Наконец, обязательно необходимо упомянуть статью А. Л. Порфирьевой «Вагнер — Аппиа — Крэг — Мейерхольд»[xix], хотя работа (ее, как написано автором, «можно было бы назвать и “Символистский театр”»[xx]) — пронизана пафосом яростного отрицания самого права на существование символистского театра, а по поводу Вагнера и Мейерхольда сказано, что они «едва ли могут быть удостоены сомнительной чести считаться творцами символистского театра (курсив мой. — А. Р.)»[xxi]. Оставляя в стороне вопрос о Вагнере, стоит подчеркнуть, что публикации А. Л. Порфирьевой, посвященные анализу мейерхольдовского творчества[xxii], поднимают круг вопросов, имеющих прямое отношение к концепции «Мейерхольд — символист», просто не стоит смешивать исторически конкретную форму сценического искусства (символистский театр) и символистский подход к изучению режиссерской системы Мастера, вобравшей в себя в трансформированном виде идеи теоретиков символизма.

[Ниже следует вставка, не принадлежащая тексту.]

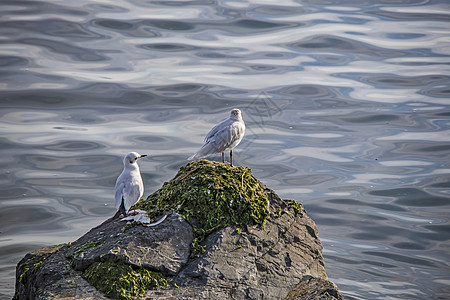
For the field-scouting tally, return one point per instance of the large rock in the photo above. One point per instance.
(274, 254)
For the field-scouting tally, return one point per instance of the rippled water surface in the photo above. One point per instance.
(346, 104)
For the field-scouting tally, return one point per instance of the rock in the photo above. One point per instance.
(314, 288)
(230, 238)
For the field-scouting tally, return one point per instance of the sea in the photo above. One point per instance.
(346, 103)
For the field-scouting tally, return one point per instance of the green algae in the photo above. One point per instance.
(122, 281)
(210, 195)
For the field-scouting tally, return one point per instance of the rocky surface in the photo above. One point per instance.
(280, 260)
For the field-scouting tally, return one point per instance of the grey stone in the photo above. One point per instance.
(283, 260)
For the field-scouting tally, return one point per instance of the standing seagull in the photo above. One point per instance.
(129, 185)
(223, 137)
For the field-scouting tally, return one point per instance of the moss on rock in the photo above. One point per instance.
(210, 195)
(122, 281)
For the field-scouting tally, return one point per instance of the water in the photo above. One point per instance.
(346, 102)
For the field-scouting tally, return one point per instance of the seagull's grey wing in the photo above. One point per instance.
(237, 131)
(216, 143)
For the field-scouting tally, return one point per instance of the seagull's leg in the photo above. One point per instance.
(231, 157)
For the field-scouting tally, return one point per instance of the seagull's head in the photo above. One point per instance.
(131, 159)
(236, 114)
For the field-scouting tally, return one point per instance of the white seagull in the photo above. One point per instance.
(129, 185)
(223, 137)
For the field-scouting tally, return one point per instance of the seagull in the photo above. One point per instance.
(129, 185)
(223, 137)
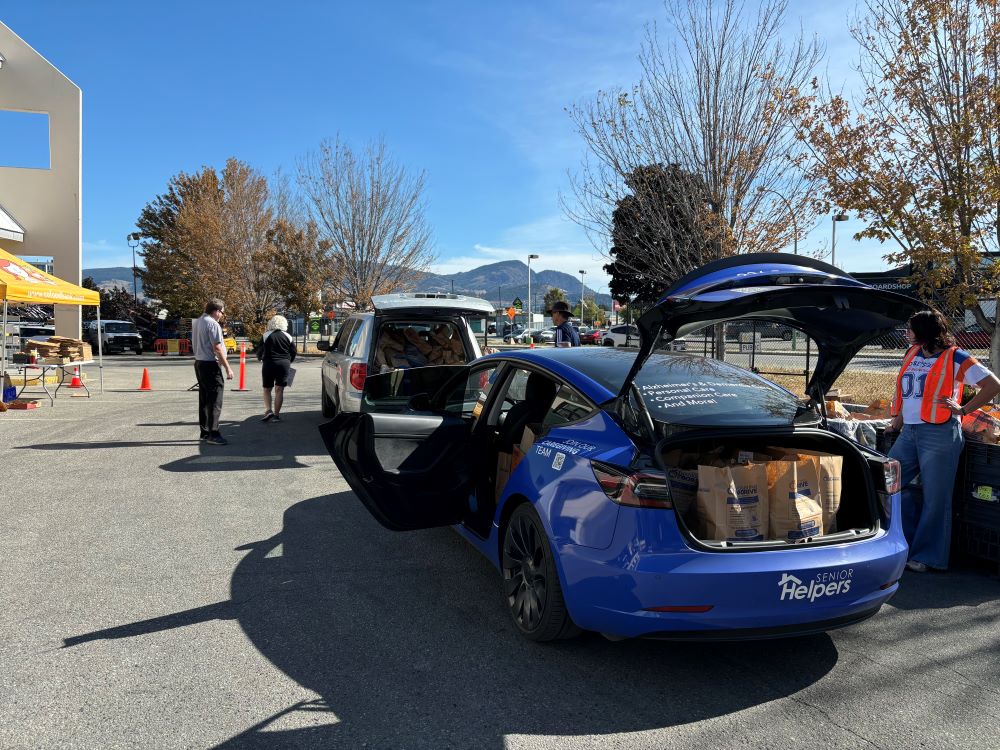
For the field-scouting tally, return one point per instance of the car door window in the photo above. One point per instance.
(353, 348)
(468, 397)
(568, 406)
(343, 336)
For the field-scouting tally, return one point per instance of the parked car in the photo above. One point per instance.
(512, 331)
(116, 335)
(405, 331)
(624, 335)
(973, 337)
(585, 530)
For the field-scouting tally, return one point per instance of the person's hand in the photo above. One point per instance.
(952, 404)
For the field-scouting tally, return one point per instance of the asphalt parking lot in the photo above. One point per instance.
(160, 592)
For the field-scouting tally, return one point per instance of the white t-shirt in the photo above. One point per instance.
(912, 383)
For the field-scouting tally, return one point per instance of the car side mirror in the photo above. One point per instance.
(419, 402)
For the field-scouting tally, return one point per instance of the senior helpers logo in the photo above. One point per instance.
(24, 274)
(827, 583)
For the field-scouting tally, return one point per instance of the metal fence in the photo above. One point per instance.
(788, 357)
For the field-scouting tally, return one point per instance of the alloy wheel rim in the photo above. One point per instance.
(524, 573)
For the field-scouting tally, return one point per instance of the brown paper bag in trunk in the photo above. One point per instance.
(795, 509)
(831, 471)
(732, 502)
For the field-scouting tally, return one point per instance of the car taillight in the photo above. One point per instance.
(358, 375)
(645, 488)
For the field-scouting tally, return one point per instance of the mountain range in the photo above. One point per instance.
(497, 282)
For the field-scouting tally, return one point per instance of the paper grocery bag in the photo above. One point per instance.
(795, 511)
(732, 502)
(831, 470)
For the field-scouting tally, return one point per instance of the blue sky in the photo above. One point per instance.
(472, 93)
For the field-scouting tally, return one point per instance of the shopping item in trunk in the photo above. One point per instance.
(732, 502)
(795, 511)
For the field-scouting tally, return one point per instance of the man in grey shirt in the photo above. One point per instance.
(209, 362)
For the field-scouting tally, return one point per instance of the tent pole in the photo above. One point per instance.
(100, 352)
(3, 373)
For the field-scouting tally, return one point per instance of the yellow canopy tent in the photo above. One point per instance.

Логичным представляется распространить взгляд на мейерхольдовскую режиссуру с символистской точки зрения — на все творчество Мастера: начиная с собственно символистского периода и заканчивая 1920 – 1930‑ми гг., наиболее интересными в плане изучения драматургии мейерхольдовского спектакля. Начало символистского подхода ко всей театральной системе Мастера было положено в предшествующей работе — в монографии «Режиссерская методология Мейерхольда. Режиссер и драматург: структура образа и драматургия спектакля», но возможность системно изложить основы концепции «Мейерхольд — символист» представилась только теперь.

Одним из возможных определений режиссуры может быть такое — установление взаимосвязей. С этой точки зрения всякая режиссерская система, в том числе и мейерхольдовская, может быть рассмотрена как совокупность четырех компонентов: драматургия спектакля — что играем (связи «режиссер — драматург»); сценическая площадка — где играем (связи «режиссер — художник»); актер — с помощью кого играем (связи «режиссер — {40} актер»); наконец, зритель — для кого играем (связи «сцена — зрительный зал»). Избранный предмет исследования — изучение драматургических принципов построения мейерхольдовского спектакля — не представляется возможным осуществить вне взаимодействия с другими компонентами театральной системы Мастера, драматургия спектакля выступает как портрет в интерьере всей мейерхольдовской режиссуры, взятой как целое.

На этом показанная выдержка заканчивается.